Comparing Gene Expression Across Integrated Single-Cell Datasets: NormalizeData(), SCTransform()

One of the most common questions in single-cell RNA sequencing analysis is deceptively straightforward: how many cells express a given gene, and are the expression levels truly comparable across datasets? If you have ever stared at your results wondering whether your normalization is hiding real biology — or whether you are genuinely comparing apples to apples — you are not alone. When comparing gene expression across integrated datasets, the devil is very much in the details of how you handle the math.

In this blogpost, we’ll cover NormalizeData() vs SCTransform() and how to compare gene expression across single cell datasets.

So if you’re ready… let’s dive in!

Step One: is your workflow actually valid?

A typical workflow looks something like this: normalize each dataset individually, integrate them, then calculate mean expression and the proportion of expressing cells per dataset. This is a reasonable starting point, but it comes with one critical caveat that is easy to overlook.

When you run an integration workflow — such as Seurat’s IntegrateData() — the resulting “integrated” assay contains residuals or anchor-corrected values. This mathematically transformed space is designed specifically to remove batch effects so that cell types align correctly across datasets in low-dimensional space. It is excellent for clustering and UMAP visualization. It is not appropriate for reporting gene expression.

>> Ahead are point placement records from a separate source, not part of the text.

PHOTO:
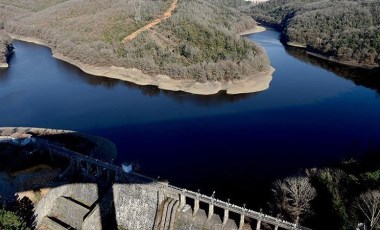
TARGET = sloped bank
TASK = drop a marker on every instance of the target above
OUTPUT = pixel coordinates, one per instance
(256, 83)
(6, 49)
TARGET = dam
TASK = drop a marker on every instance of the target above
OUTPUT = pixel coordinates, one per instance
(103, 195)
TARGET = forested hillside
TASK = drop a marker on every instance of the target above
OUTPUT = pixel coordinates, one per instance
(348, 31)
(200, 41)
(5, 47)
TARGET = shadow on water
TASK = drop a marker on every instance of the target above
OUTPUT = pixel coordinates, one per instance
(362, 77)
(153, 91)
(27, 171)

This is the golden rule of integrated single-cell analysis: never use the integrated assay for differential expression testing or for comparing mean expression levels. The values in that slot no longer reflect biological expression in any interpretable sense. Instead, always perform your expression comparisons on the RNA assay — using the log-normalized counts from NormalizeData() — or on the SCT assay if you used SCTransform. If you are already pulling values from the data slot of the RNA assay after normalization, your workflow is valid for a first-pass comparison, provided sequencing depths are not drastically different across your batches.

NormalizeData()

NormalizeData() applies a straightforward log-normalization: each cell’s counts are divided by its total count, multiplied by a scale factor (typically 10,000), and log-transformed. The appeal of this approach is its interpretability. If a cell has even a single count of your gene of interest, it will produce a non-zero normalized value. Nothing gets quietly erased.

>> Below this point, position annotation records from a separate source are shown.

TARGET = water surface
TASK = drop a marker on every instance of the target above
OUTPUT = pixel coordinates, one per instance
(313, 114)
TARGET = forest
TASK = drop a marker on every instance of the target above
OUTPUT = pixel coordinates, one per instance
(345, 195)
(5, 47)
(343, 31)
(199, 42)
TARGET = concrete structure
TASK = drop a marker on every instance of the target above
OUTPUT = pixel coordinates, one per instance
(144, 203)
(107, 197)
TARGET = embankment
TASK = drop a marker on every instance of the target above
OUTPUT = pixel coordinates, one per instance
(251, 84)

For comparing the proportion of cells expressing a gene across datasets, this transparency is genuinely useful. The detection threshold behaves consistently, the values are on an intuitive scale, and the method is well-validated for this kind of descriptive analysis. Its main weakness is that it does not fully account for the relationship between a gene’s mean expression and its variance, which means it can be less effective at removing technical noise driven by sequencing depth differences. If one dataset has substantially higher UMI counts per cell, apparent expression differences may be partly technical even after log-normalization.

SCTranform()

SCTransform takes a more statistically rigorous approach. It fits a regularized negative binomial regression for each gene, modeling and removing the relationship between sequencing depth and expression. This makes it more robust for integration and generally better at separating biological signal from technical noise.

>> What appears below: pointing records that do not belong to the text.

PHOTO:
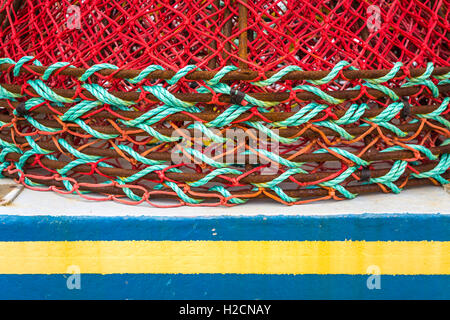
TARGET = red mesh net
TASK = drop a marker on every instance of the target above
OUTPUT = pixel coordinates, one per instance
(311, 34)
(95, 147)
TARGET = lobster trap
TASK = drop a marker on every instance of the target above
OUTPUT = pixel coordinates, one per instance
(218, 102)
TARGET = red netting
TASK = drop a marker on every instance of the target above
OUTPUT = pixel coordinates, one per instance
(314, 35)
(379, 123)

However, this comes with a consequence that surprises many analysts: SCT typically produces fewer cells classified as “expressing” a gene, and the associated expression levels appear lower. This is not a bug, and it is not necessarily a biological finding either. What SCT is doing is calculating Pearson residuals and shrinking very low, noisy counts toward zero when the model determines they are more likely technical noise than true signal. Under log-normalization, those same observations might comfortably pass a detection threshold. The difference you observe between NormalizeData() and SCT is therefore largely a reflection of how aggressively each method handles low counts — not a direct window into biology.

For the specific goal of reporting what proportion of cells express a gene, many researchers continue to prefer the log-normalized RNA assay precisely because it is less aggressive with the raw data. SCT is the stronger choice for clustering, dimensionality reduction, and differential expression, but its Pearson residuals are less intuitive for simple descriptive comparisons of expression levels.

Can you compare expression using SCT across datasets?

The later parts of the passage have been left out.